Because it’s not Brand or Performance.
It’s Brand multiplied by Performance.
The Cost of Imbalance
When companies shift too heavily toward performance marketing, they don’t just lose their brand identity; they lose their return on investment.
Recent research shows that when companies move to performance-heavy strategies, they experience a significant decline in revenue ROI. On the other hand, companies that properly integrate brand and performance see dramatically higher returns.
This happens because of what many call the Performance Trap. Without brand building to create mental availability and future demand, performance marketing eventually hits a ceiling. You end up targeting the same small group of in-market buyers over and over again, paying more and more to acquire the same customers.
Performance marketing captures demand.
Brand marketing creates demand.
If you only focus on capturing demand and stop creating it, growth eventually stalls.
The 60/40 Balance
The highest-performing companies tend to balance their investment between brand building and performance marketing. Many of the most effective companies in the world allocate roughly 40–60% of their budgets to brand-building activities and the rest to performance.
This isn’t theory anymore. This pattern shows up repeatedly across industries and markets. The companies that balance short-term sales activation with long-term brand building outperform those that focus on only one side.
The Attribution Problem
One of the biggest reasons companies get this wrong is measurement.

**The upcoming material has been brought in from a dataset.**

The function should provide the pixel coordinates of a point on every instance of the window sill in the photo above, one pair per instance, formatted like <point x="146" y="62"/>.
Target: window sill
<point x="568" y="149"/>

Most digital attribution models focus on the last click. But the last click is just the final step in a much longer journey. If someone searches your brand name and clicks your ad, the attribution model gives all the credit to paid search.
But what made the customer search your brand name in the first place?
Maybe it was your reputation.
Maybe it was word of mouth.
Maybe it was your store location.
Maybe it was your social media content.
Maybe it was your brand advertising from six months ago.
Last-click attribution often overvalues performance marketing and undervalues brand building because brand works slowly, over time, and across many touchpoints.
Analytics platforms are very good at measuring clicks.
They are very bad at measuring trust.
How the Multiplier Effect Works
Brand and performance don’t compete with each other. They reinforce each other.
Brand building works on a large group of people who are not buying right now. It builds memory, familiarity, and trust. Then, when those customers eventually enter the market and start searching, comparing, and evaluating options in the messy middle, the brand they already know has an advantage.
This makes performance marketing more effective.
Higher click-through rates.
Higher conversion rates.
Lower acquisition costs.
Higher pricing power.
Brand makes performance work better, and performance converts the demand that the brand created.
This is why the relationship is not additive.
It is multiplicative.
Brand × Performance = Growth
The next time you hear someone say the company needs to choose between brand and performance, remember:
Brand is not a cost center.
Brand is a performance multiplier.
Performance marketing is not just advertising that sells.
It is the system that captures the demand your brand created.
You don’t need to choose between brand and performance.
You need both, working together.
Is your marketing strategy built to generate short-term clicks, or to build long-term demand and capture it when it appears?